The basis for language learning and academics is provided by the Association Method.

The Association Method is a phonics-based, multi-sensory and multilevel curriculum designed to teach oral and written communication to people with severe communication disorders. Its goals are fluency and automaticity. It was developed by the late Mildred McGinnis at the Central Institute for the Deaf in St Louis over fifty years ago. 

The curriculum matches the strengths and needs of each individual child and works on the core deficits of speech and language, social interaction and behavior. Instruction progresses from the teaching of individual sounds to syllables, words of gradually increasing length, basic sentences and questions, more advanced sentence structures and the corresponding questions. Ultimately, when sufficient language skills have been achieved, a transition is made to traditional textbook formats for instruction. The curriculum covers all academic areas.

The teaching procedures are specifically designed to reduce or alleviate the language-disordered child's difficulties in decoding, organizing, associating, storing and retrieving information pertinent to the production of clear, articulate speech. The Association Method is available in a number of areas throughout North America and has a long history of bringing speech, reading and writing, to children previously rendered nonverbal and illiterate by severe speech impairments. It has been used successfully to teach children with autism and severe apraxia to speak.

It is also effective with all degrees of receptive and expressive language disorders, dyslexia, hearing impairment, attention deficit disorders, stroke, head trauma and the regular education of elementary students and adult non-readers. 

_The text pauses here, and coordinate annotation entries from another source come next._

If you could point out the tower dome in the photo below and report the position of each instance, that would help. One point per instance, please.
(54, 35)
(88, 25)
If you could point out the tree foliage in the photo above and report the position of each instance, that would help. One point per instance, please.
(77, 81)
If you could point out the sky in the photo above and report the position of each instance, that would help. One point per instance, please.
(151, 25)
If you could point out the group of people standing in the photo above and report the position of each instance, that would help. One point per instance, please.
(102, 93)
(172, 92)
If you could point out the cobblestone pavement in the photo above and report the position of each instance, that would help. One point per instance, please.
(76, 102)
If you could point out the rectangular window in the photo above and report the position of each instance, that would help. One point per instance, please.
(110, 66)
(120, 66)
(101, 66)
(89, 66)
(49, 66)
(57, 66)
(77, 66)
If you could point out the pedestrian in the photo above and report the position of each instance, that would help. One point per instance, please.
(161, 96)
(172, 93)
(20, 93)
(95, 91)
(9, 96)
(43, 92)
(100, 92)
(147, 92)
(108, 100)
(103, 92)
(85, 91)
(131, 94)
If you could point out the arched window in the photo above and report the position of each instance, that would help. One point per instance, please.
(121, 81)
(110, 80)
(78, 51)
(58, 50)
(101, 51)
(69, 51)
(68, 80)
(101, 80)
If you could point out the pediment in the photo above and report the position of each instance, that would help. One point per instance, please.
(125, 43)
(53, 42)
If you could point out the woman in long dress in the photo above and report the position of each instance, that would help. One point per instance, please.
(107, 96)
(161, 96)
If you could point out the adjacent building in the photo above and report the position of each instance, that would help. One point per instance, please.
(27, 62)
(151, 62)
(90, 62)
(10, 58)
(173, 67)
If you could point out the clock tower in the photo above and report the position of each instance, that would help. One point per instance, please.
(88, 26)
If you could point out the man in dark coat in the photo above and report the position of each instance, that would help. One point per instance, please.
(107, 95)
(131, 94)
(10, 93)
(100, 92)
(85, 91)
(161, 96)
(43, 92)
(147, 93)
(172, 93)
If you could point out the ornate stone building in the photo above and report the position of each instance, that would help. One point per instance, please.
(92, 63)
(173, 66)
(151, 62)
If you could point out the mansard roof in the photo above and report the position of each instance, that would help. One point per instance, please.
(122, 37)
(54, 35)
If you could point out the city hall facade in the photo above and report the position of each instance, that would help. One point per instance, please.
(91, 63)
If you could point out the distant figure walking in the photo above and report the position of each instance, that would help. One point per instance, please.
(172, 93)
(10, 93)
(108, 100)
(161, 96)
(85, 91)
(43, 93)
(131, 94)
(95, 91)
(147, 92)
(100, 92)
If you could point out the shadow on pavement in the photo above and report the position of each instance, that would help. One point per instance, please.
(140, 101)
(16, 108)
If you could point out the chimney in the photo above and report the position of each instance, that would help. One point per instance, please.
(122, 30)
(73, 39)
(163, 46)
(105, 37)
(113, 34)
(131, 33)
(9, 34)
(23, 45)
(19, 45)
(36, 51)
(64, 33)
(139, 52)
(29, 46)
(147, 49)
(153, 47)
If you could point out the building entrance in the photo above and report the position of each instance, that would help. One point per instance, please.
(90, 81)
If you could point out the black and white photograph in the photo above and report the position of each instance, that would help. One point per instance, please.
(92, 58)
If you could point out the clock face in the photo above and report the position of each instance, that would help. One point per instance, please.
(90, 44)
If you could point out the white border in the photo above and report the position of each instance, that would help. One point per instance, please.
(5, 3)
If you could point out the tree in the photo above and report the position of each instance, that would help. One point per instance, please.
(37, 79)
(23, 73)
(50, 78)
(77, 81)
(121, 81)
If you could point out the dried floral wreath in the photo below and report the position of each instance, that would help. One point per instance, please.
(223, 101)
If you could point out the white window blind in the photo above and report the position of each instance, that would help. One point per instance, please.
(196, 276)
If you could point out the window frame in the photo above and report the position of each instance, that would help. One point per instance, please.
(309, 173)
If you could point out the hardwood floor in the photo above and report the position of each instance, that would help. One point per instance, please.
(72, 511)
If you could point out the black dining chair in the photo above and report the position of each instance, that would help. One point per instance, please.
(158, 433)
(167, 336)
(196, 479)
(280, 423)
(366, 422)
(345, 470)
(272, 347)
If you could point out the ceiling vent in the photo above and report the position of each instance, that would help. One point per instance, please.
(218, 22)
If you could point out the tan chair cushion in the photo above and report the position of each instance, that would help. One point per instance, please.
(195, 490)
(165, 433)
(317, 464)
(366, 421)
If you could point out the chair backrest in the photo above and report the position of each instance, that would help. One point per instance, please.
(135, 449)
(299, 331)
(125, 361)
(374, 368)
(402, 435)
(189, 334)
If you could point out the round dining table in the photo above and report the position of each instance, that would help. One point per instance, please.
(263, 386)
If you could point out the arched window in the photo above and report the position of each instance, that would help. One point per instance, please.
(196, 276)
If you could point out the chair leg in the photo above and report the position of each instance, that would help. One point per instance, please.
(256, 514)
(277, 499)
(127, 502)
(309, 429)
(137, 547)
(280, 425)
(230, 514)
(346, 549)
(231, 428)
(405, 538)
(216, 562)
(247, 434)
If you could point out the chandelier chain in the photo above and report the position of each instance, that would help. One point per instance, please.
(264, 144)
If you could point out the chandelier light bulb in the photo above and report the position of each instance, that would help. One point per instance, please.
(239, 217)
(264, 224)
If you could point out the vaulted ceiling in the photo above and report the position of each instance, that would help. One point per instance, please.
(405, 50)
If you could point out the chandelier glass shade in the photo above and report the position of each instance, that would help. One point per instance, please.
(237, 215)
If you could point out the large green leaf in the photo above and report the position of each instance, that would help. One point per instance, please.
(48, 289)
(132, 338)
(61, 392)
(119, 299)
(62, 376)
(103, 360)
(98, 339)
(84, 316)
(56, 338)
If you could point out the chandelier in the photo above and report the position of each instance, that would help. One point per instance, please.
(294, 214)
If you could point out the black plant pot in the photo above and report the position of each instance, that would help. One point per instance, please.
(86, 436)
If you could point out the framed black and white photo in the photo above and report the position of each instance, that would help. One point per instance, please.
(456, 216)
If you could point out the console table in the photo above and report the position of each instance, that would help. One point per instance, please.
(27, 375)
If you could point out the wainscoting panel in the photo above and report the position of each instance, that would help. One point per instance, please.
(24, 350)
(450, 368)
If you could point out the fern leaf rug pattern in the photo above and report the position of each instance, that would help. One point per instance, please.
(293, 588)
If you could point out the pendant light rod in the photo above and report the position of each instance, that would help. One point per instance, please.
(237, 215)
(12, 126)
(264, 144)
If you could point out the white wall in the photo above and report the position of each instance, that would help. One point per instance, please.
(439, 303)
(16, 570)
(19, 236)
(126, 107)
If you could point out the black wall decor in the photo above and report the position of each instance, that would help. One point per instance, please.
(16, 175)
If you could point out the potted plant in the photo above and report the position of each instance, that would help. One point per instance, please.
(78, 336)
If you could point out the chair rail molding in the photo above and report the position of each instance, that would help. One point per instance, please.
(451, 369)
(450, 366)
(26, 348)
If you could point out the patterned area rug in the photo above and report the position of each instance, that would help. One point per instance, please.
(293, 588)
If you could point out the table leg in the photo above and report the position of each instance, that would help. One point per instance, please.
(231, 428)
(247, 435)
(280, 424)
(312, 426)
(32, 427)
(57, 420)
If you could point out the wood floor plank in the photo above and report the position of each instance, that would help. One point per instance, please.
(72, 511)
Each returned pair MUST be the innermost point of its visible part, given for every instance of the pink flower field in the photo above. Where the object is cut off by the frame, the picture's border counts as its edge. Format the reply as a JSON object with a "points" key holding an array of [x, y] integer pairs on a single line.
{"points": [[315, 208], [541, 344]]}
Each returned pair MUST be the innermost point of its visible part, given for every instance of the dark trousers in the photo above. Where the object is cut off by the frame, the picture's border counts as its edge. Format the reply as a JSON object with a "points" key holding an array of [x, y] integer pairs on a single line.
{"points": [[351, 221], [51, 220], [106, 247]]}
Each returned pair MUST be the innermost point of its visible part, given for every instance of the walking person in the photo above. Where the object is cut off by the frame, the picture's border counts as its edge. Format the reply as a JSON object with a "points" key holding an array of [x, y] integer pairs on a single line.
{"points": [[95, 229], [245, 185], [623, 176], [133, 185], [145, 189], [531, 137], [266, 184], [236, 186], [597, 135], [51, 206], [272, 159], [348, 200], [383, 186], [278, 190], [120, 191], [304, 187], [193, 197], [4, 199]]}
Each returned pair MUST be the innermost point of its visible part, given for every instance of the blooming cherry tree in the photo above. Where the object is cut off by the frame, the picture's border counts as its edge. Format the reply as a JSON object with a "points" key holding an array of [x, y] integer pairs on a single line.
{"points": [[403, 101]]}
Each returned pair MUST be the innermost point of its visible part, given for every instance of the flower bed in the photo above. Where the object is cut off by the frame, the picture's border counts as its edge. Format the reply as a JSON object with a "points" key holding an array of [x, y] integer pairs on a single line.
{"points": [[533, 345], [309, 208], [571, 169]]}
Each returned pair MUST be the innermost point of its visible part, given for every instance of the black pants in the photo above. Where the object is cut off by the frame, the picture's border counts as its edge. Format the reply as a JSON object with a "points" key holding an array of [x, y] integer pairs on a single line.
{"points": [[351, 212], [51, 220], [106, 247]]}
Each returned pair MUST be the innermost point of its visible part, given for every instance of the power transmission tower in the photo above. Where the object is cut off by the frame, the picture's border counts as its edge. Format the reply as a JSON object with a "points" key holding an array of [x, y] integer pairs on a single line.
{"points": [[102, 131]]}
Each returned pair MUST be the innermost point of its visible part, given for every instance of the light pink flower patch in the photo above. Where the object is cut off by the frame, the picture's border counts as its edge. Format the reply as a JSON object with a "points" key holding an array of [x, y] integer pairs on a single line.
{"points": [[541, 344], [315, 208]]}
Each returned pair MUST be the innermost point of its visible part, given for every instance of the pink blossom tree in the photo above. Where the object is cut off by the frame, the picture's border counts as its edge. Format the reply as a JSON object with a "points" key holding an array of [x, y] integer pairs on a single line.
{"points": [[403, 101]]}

Videos of The Association Method: 

The Single Phoneme Level and the Sound Book are the first steps taken when beginning the Association Method. In this section a child is taught to imitate, produce, write, recall and associate the spoken forms of speech with the written form. 

 

For the second step the previously mastered speech sounds are combined into syllables.

 

The third step is a systematic procedure that is used to teach nouns with associative reinforcement called cross drills. Primary Spelling and Secondary Spellings such as “o-e” as in “note” “oa” as in “boat” and “ow” as in “bow” are used.

 

Simultaneously presented with the cross drill are noun cards. After the drill on the board, a picture of the new noun that was taught is given to the child. Initially the child says the nouns unblended. After fifty nouns are taught, the child begins to blend the nouns. 

 

The next step is where the child learns to sequence and recall simple sentences and corresponding questions such as “I see a (learned noun)”, “I want a (learned noun)”, “What do you see?” or “What do you want?”